12. A method of predicting odor of a coating, comprising:

analytically characterizing the coating with a detector, thereby generating concentration data for volatile organic compounds in the coating from the analytical characterization; wherein the coating is obtained by drying an aqueous polymer composition;

inputting the concentration data to a decision tree ensemble configured to predict an odor intensity of the coating based on the concentration data; and

outputting a predicted odor intensity of the coating from the decision tree ensemble;

wherein the decision tree ensemble is trained to predict the odor intensity of the coating using a training dataset using a plurality of training samples, wherein the training dataset comprises the concentration data for volatile organic compounds in each training sample paired with the actual odor intensity data rated by human panelists for such training sample; thereby giving a trained decision tree ensemble;

wherein the decision tree ensemble exhibits a prediction accuracy indicated by test percentage root mean square error <30% and training coefficient of discrimination >0.85.

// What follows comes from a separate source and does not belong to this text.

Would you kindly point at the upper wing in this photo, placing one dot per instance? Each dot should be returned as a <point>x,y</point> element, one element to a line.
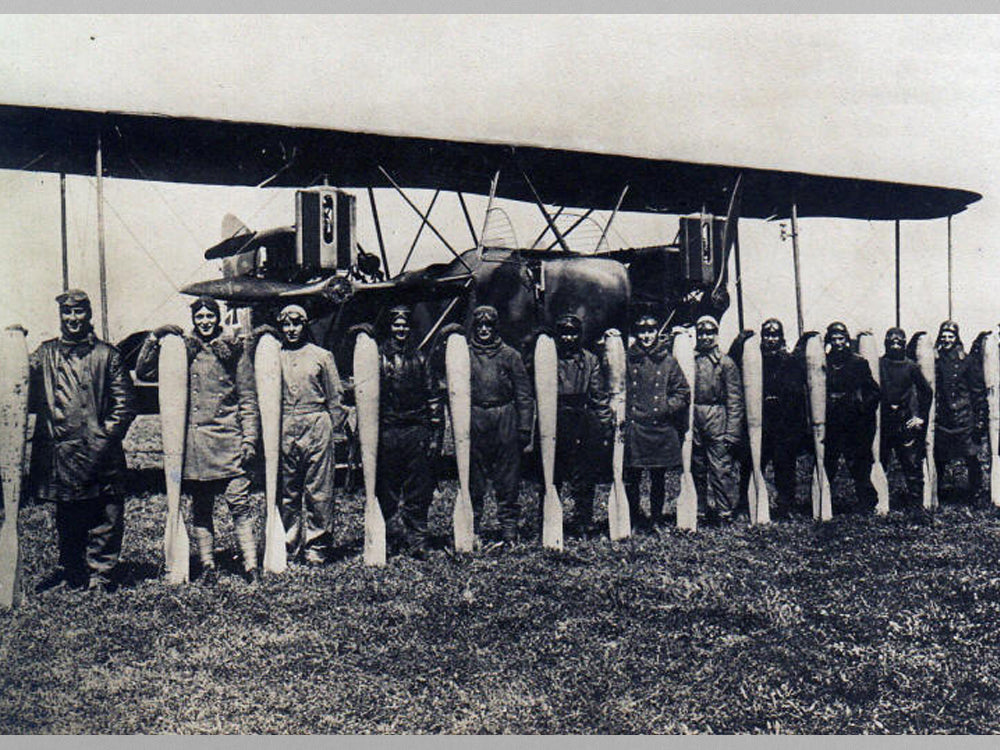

13. A system for predicting odor of an aqueous polymer composition or a coating made therefrom, comprising:

a detector, configured to analytically characterize the aqueous polymer composition or the coating, thereby generating concentration data for volatile organic compounds from the analytical characterization; and

a computing device with a decision tree ensemble deployed thereon, configured to input the concentration data and output a predicted odor intensity of the aqueous polymer composition or the coating;

wherein the decision tree ensemble is trained to predict the odor intensity of the aqueous polymer composition or the coating using a training dataset using a plurality of training samples, wherein the training dataset comprises the concentration data for volatile organic compounds in each training sample paired with the actual odor intensity data rated by human panelists for such training sample; thereby giving a trained decision tree ensemble;

wherein the decision tree ensemble exhibits a prediction accuracy indicated by test percentage root mean square error <30% and training coefficient of discrimination >0.85.

14. (canceled)

15. The system of claim 13, wherein the computing device is a cloud-based server cluster and inputting the concentration data to the decision tree ensemble is conducted via a web-based user interface.